The very first command from God with a consequence had to do with knowledge. Why did God want Adam to NOT eat from that tree? The consequence was “you will surely die”, but what was the reason God gave that command? Because God wanted man to listen to him, trust him and obey him.
The fear of the lord involves all 3:
God wants us to listen to him, trust what he says and then be willing to obey, even if it does not make sense at the time, even if we are not satisfied with what he is asking. THAT is the Fear of the Lord.
Going back to our passage in Proverbs, we read that the fear of the Lord is the beginning of knowledge. Basically, Solomon is saying that the path to knowledge starts with listening to, trusting and obeying God.
But as we look at these books they show a different outcome to the fear of the Lord:
We should be careful when we read them and study them not to take them as magic formulas for success or the blessing of God. It is very easy to catch the micro message and miss the macro message. For instance, when we read the conclusion of Ecclesiastes:
Ecclesiastes 12:13–14 (CSB)
13 When all has been heard, the conclusion of the matter is this: fear God and keep his commands, because this is for all humanity. 14 For God will bring every act to judgment, including every hidden thing, whether good or evil.
So, I fear God to avoid punishment, right? That is the micro lesson. Fear of God simply for the benefit of lack of punishment is NOT the complete message.

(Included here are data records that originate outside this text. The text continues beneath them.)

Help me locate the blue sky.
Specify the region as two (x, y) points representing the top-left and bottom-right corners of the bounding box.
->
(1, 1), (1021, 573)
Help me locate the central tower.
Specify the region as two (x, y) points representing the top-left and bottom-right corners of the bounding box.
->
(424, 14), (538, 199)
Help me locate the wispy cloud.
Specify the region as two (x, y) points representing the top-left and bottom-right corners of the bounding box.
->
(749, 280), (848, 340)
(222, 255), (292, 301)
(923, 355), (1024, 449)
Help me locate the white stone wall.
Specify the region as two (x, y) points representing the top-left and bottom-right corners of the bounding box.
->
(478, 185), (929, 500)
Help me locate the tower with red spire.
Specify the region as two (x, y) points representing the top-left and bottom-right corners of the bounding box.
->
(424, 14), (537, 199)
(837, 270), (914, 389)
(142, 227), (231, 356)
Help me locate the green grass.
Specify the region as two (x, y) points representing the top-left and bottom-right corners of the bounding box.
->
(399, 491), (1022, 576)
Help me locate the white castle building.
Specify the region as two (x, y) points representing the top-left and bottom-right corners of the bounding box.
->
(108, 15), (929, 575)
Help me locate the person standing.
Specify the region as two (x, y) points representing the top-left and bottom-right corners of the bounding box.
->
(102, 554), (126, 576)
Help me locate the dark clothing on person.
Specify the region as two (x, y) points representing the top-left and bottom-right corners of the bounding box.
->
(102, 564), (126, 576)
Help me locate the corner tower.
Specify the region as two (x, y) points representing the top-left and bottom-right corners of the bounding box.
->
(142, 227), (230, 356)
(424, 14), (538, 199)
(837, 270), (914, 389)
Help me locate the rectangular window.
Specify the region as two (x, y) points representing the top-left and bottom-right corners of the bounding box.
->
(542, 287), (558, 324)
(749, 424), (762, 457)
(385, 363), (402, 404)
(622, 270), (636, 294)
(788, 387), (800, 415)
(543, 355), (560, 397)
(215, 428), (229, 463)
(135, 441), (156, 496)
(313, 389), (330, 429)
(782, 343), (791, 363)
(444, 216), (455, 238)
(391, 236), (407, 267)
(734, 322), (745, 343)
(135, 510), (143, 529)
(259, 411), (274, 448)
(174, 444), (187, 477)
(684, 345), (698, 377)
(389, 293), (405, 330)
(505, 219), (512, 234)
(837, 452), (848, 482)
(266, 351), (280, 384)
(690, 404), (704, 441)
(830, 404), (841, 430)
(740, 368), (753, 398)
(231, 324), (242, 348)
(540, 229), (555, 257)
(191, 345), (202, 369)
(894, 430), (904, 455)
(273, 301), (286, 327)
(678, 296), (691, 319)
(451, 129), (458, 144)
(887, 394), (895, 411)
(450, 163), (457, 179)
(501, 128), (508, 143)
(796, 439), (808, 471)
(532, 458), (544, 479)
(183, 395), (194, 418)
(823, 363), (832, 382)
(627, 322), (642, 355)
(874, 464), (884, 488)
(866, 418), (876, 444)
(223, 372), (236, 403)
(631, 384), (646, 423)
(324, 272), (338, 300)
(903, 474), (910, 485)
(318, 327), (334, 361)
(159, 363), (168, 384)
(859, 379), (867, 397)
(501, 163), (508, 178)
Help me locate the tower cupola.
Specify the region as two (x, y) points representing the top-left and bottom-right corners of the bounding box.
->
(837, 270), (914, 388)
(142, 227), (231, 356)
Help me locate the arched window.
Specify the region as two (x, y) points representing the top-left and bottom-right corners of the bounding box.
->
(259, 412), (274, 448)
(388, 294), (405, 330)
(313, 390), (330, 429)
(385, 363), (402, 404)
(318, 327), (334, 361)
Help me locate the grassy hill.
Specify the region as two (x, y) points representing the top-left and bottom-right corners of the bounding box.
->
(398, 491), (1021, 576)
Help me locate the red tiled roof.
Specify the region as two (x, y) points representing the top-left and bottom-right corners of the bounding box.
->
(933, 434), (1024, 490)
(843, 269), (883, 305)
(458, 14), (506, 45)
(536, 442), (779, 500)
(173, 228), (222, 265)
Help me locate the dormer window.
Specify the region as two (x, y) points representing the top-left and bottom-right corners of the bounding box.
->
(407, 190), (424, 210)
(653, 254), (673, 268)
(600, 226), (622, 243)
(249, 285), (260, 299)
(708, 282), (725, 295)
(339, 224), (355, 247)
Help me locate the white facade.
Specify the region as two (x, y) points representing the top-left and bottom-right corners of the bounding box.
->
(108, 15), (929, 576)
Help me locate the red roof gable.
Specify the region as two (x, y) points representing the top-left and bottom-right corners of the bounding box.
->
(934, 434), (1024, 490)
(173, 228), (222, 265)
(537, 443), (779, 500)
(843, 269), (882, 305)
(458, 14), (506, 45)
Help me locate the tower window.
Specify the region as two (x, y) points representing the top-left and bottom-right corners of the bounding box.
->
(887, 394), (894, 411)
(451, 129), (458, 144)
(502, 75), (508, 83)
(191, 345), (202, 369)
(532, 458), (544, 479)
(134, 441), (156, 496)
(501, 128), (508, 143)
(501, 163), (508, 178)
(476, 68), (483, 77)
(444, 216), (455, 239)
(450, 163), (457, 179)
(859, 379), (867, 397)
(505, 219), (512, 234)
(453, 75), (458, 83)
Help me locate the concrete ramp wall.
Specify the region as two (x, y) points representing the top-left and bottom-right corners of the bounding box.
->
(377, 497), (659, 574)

These are not books just of smart sayings and commands to keep us from getting zapped by God – they are meant to help us understand and TRUST God.
Listen the summary of Job:
Job 42:2–6 (CSB)
2 I know that you can do anything and no plan of yours can be thwarted.
3 You asked, “Who is this who conceals my counsel with ignorance?”
Surely I spoke about things I did not understand, things too wondrous for me to know.
4 You said, “Listen now, and I will speak. When I question you, you will inform me.”
5 I had heard reports about you, but now my eyes have seen you.
6 Therefore, I reject my words and am sorry for them; I am dust and ashes.
The goal of ALL wisdom literature, and the entire Bible for that matter, it to help us see God. They are his words and they have been given to us to help us know him, trust him and obey him.
So, we’ve covered a lot of ground and a variety of topics. We have more resources available if you would like to dive deeper into how to read and understand wisdom literature, or the fear of God, or both! In the meantime, our challenge to you would be to read at least the 3 primary wisdom books: Proverbs, Ecclesiastes and Job, on your own, with the big picture in mind. These are some of the most practical and easily applicable books, as well as some of the most confounding at times! But that’s what makes wisdom literature such rich meditation literature, ripe for a lifetime of contemplation and appreciation.
PONDER THIS: how do YOU see God in light of the everyday ups and downs?
In other words, IF the goal of the books is to teach us to fear God, and they all show different ways in which God works, how do we respond to the working of God? To we tend to lean towards one book’s perspective of the collective whole? And have we learned in ALL circumstances to listen to, trust and obey God?